Çarelerimizi yitirdiğimiz günler olmadı mı? Olmuştur elbet. İşte o an, kabuğu çatlamış bir nar misâli, buğulu camlar ardından, kanadığını da hissetmişizdir kalbimizin.
İşte, düşlerimizde bile yeşeriyorsa çimenler, dağlarında yakılmış ateşleri, gözyaşları ile söndürebiliyorsanız, bütün bunlar, Sonbaharımızın marifetleridir. Dahası da var.
Ve yine günlerden bir gün, gece yarısında, bir rüyadan uyandığımızda ve gözlerimizi açınca, yanı başımızda o bırakılan sıcaklığı, özleyebiliyorsak, yine günlerden bir gün, bir sahil kasabasında, Sonbahar rüzgârları arasında, köpürüyorsa deniz.
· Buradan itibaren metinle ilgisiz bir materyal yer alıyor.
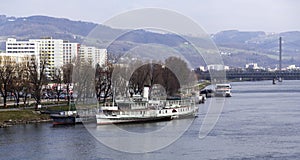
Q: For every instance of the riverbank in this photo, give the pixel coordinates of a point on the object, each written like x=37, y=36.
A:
x=9, y=118
x=14, y=116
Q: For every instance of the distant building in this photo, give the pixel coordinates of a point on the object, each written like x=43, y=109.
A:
x=93, y=55
x=70, y=51
x=218, y=67
x=21, y=47
x=292, y=67
x=253, y=66
x=56, y=51
x=7, y=58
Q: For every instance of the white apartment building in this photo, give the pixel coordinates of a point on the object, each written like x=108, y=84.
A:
x=56, y=51
x=93, y=55
x=21, y=47
x=70, y=51
x=51, y=50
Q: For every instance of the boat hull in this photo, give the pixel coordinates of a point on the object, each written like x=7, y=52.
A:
x=63, y=120
x=104, y=121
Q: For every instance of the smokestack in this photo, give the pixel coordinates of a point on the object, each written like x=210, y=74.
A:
x=280, y=60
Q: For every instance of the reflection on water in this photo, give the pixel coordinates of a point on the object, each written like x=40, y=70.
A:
x=260, y=121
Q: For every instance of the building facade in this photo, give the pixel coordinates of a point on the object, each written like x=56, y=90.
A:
x=93, y=55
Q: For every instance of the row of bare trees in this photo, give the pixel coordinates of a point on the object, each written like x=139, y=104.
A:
x=131, y=78
x=21, y=79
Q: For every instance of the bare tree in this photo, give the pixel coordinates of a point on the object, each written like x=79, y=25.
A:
x=6, y=76
x=67, y=78
x=37, y=76
x=103, y=82
x=19, y=82
x=57, y=78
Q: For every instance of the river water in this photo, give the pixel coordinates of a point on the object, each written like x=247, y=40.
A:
x=260, y=121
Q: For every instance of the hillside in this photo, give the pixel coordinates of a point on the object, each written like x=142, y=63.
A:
x=237, y=47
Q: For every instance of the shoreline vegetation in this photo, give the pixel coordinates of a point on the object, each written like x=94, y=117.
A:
x=12, y=116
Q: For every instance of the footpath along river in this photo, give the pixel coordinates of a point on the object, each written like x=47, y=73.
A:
x=260, y=121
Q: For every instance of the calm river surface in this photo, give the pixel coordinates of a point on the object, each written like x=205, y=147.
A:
x=260, y=121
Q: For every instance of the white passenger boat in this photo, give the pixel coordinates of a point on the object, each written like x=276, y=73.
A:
x=223, y=90
x=140, y=109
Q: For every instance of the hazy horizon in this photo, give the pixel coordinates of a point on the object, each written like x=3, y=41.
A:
x=214, y=16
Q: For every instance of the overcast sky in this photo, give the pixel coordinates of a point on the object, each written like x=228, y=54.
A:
x=212, y=15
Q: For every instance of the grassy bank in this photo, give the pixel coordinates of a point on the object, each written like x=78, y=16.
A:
x=8, y=118
x=24, y=116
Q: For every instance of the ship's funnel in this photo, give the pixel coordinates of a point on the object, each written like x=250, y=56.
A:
x=146, y=92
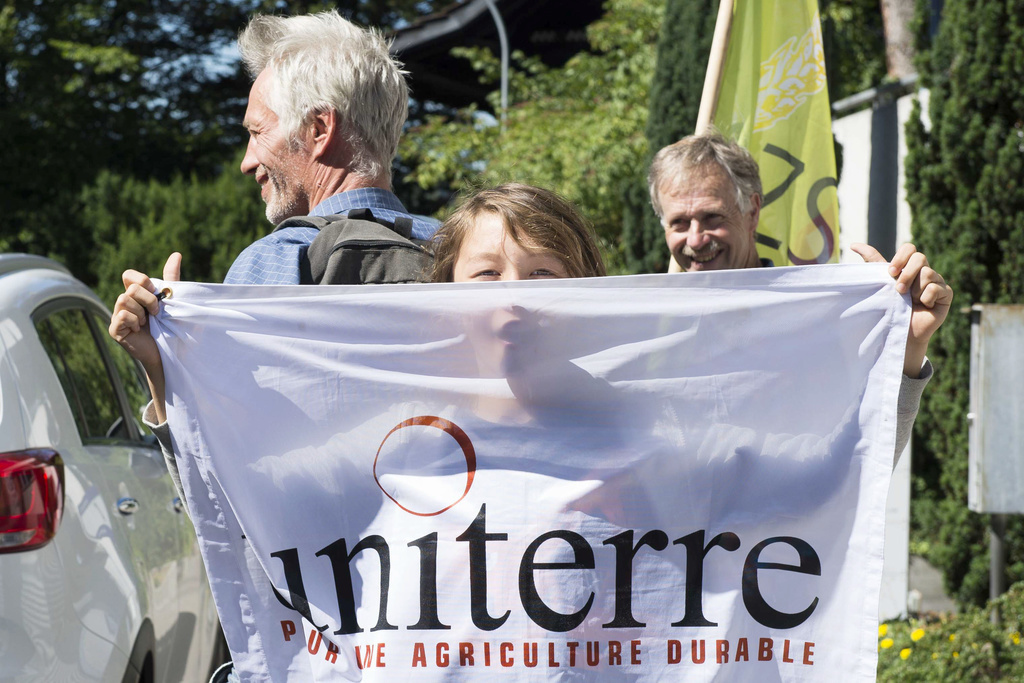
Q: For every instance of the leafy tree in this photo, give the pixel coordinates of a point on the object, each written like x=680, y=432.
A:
x=964, y=179
x=132, y=86
x=137, y=223
x=140, y=88
x=576, y=129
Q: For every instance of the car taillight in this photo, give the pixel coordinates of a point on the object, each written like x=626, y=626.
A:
x=31, y=499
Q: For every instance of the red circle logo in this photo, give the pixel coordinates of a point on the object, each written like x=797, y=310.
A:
x=468, y=454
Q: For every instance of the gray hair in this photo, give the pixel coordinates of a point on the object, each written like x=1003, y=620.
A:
x=323, y=61
x=677, y=162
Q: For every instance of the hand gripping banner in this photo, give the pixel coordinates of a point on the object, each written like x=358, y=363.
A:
x=616, y=478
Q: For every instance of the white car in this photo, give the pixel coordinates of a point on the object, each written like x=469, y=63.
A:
x=100, y=577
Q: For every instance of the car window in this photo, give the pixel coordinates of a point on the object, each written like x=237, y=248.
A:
x=79, y=363
x=131, y=379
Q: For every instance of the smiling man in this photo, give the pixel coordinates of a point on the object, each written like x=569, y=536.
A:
x=325, y=115
x=707, y=191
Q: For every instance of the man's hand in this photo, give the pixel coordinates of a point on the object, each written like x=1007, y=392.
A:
x=130, y=325
x=929, y=293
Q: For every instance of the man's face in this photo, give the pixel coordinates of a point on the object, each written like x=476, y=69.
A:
x=704, y=225
x=279, y=168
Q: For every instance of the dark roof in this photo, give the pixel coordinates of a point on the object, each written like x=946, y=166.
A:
x=552, y=31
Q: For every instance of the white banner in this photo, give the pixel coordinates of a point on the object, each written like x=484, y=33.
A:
x=644, y=478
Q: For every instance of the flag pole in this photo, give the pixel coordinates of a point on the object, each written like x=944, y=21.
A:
x=716, y=67
x=713, y=80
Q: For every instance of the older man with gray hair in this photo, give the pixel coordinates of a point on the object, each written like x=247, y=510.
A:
x=325, y=115
x=707, y=191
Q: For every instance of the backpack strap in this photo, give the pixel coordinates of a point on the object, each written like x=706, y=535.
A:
x=355, y=236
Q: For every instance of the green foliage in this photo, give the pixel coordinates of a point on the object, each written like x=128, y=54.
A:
x=964, y=179
x=146, y=90
x=675, y=97
x=137, y=223
x=577, y=129
x=854, y=43
x=963, y=647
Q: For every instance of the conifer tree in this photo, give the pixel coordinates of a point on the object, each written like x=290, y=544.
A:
x=965, y=179
x=683, y=46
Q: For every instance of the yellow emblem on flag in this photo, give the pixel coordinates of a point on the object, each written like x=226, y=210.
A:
x=774, y=101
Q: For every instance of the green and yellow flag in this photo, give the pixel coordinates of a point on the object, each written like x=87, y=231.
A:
x=774, y=100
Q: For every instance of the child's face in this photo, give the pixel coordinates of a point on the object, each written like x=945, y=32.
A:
x=488, y=254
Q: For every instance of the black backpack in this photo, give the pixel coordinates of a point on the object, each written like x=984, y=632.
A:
x=360, y=249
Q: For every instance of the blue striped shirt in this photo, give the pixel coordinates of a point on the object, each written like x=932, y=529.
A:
x=274, y=259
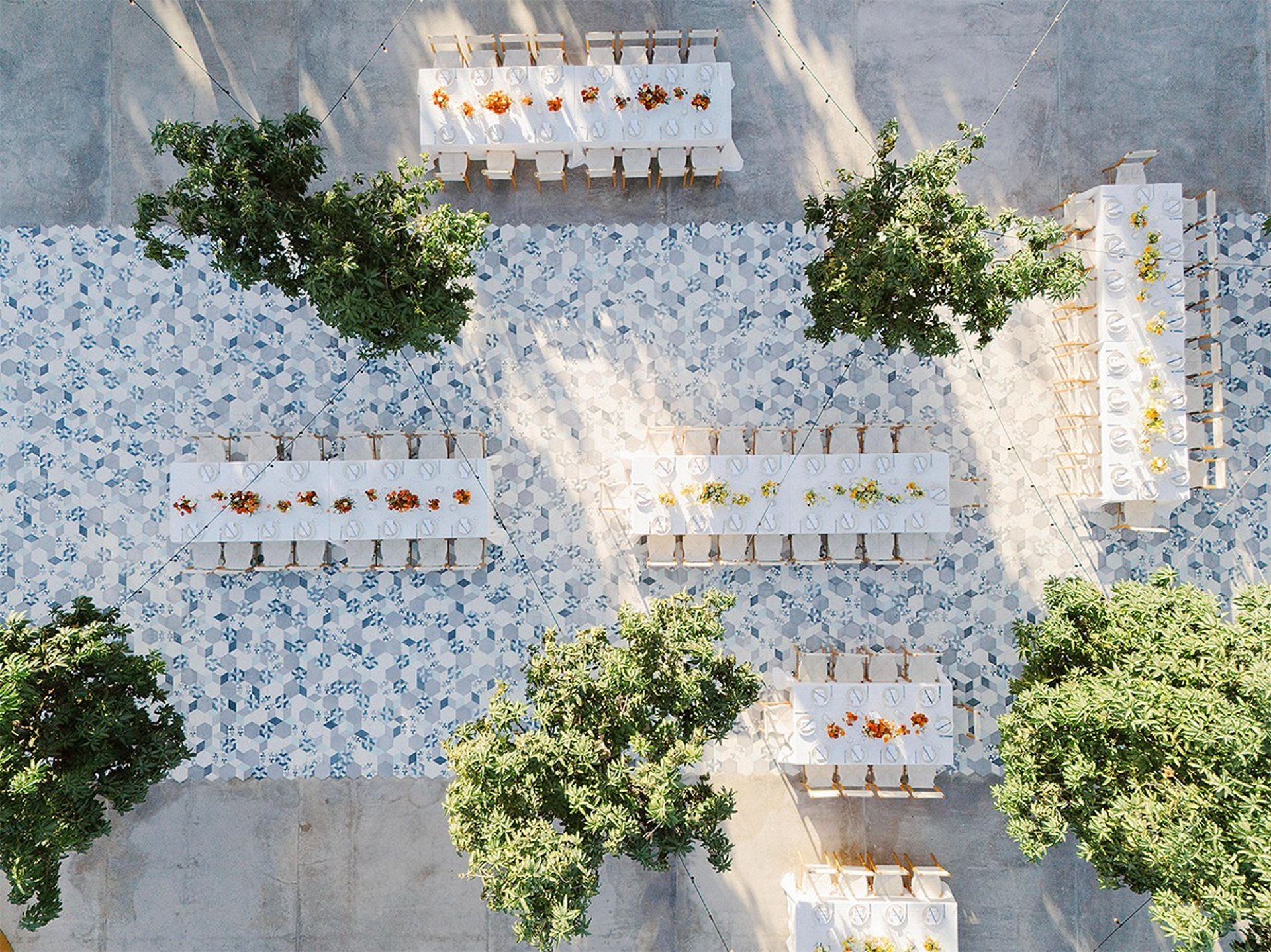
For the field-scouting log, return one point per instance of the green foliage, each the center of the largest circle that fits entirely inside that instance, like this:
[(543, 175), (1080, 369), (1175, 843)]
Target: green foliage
[(904, 244), (83, 726), (373, 262), (1142, 722), (594, 763)]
Kumsaldaki dalgalar silse bile onun eski ayak izlerini, üstelik, bile bile arayabiliyorsak.
Sonbaharlarda da güzellikler aramalıyız esasında. Vaziyet onu gösteriyor. Kelebekler ağlamaz. Onların kanat çırpmaları ses vermez! Hiç duydunuz mu? Kısacık yaşantılarında bile uzun ömür yaşadık sanırlar. İşte o kelebeklerle birlikte oturup yas tutabiliyorsanız, siz Sonbahara ve Sonbaharlara layıksınız. Yoksa ağladığınız boşa gider, hiç zahmet etmeyin!
Günlerden bir gün; sevgilinize, kalbinizi tuta tuta gelip ‘Öksüz gözlerimdesin, unutma beni! Diyebiliyorsanız bu mevsimde. Ve de bir seher vakti süt beyaz nefesiyle sisleniyorsa deniz. İçinde sevdiğinizin tütsüsü olan bir sabah duasını getiriyorsa pencerenize ve henüz uyanmamışsanız. Ürpermeyin hiç. Gelen sevgili değil, Sonbahar’dır. Ona alışın, onu, sevdiğinizle birlikte kucaklayın.
Biliyoruz ki, yine Sonbahar’lar gelecek. Yine yapraklar düşecek. ömürler eksilecek, giden günler, geri gelmeyecek!..
Siz, siz olun, her düşen o sarı yaprağın ardından, kalbinizi tuta tuta ve ufuklara baka baka, sevgilinizi arayın. Dur bakali, hınzır, neredeyse çıkar gelir birazdan.
Yeter ki; güller ağlamasın, sararmasın solmasın, umutlar hep yeşil kalsın!